クリーンな環境を維持する:CNT製造におけるクラス100の基準を達成する
もし炭素ナノチューブの製造に携わったことがあるなら、その難しさはよくわかるでしょう。ほんの少しのほこりやガスが混入するだけで、全体の製造プロセスが台無しになってしまいます。加熱は必要ですが、その際には極めてクリーンな環境が求められます。 そのため、私たちは高純度の石英を使った赤外線ランプを採用しました。一般的な加熱要素は、加熱・冷却の際に粒子が剥がれ落ちるという問題があります。これは汚染の原因となります。しかし、私たちの石英製ランプではそういうことは起こりません。
汚染との戦い
これらのランプには高純度の融結石英が使用されています。
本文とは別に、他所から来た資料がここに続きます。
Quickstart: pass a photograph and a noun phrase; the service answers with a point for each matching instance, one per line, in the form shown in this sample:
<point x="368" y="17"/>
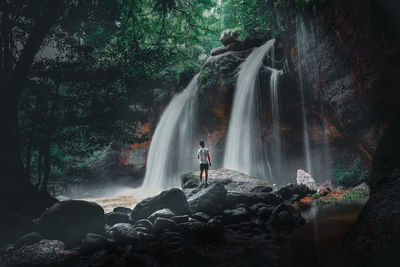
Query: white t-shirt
<point x="202" y="153"/>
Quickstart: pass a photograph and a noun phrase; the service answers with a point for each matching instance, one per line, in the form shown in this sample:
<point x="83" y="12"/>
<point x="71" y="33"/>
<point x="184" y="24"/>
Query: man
<point x="204" y="158"/>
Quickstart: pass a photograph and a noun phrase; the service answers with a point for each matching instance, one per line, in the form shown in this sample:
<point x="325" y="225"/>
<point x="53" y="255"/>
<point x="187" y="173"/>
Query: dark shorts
<point x="203" y="167"/>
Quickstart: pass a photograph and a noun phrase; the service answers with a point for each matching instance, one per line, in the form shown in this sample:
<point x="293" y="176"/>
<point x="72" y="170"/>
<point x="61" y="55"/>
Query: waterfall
<point x="275" y="142"/>
<point x="245" y="150"/>
<point x="172" y="149"/>
<point x="301" y="41"/>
これは賢明な選択です。なぜなら、高温になっても結晶化しないため、金属製のヒーターのように粒子が剥がれ落ちることがないからです。また、石英を化学的に処理して、クラス100(ISO 5)の基準を満たすようにしています。 さらに、接着剤にもこだわっています。ここには有機系の接着剤や安価な接着剤は一切使用されていません。代わりに無機系の密封材が使用されています。なぜかというと、加熱を開始した瞬間にランプから揮発性有機化合物が放出されるのは避けたいからです。
加熱とそのトレードオフ
これらのランプは短波長の赤外線を利用します。これにより、基板を迅速に加熱できます。つまり、CNTが極端な高温状態に置かれる時間が短くなります。これにより、構造上の欠陥を防ぐことができます。 しかし、問題もあります。こんなに小さな空間に集中されたエネルギーは、冷却システムに大きな負担をかけます。もしヒートシンクがランプの端から熱を効果的に取り除けなければ、密封部が破壊されてしまいます。これは妥協点ですが、事前に対策を立てる必要があります。
設置方法
これらのランプは、既存の装置に簡単に取り付けられるように設計されています。密封性も高く、電気接続も高真空環境に適したものです。危険なアーク現象も起こりません。 設計もシンプルにしてあります。これにより、チャンバー内のスペースを節約でき、基板ホルダーやガスラインの配置にも余裕が生まれます。PIDコントローラーを正確に設定すれば、ナノチューブの直径や純度を常に一定に保つことができます。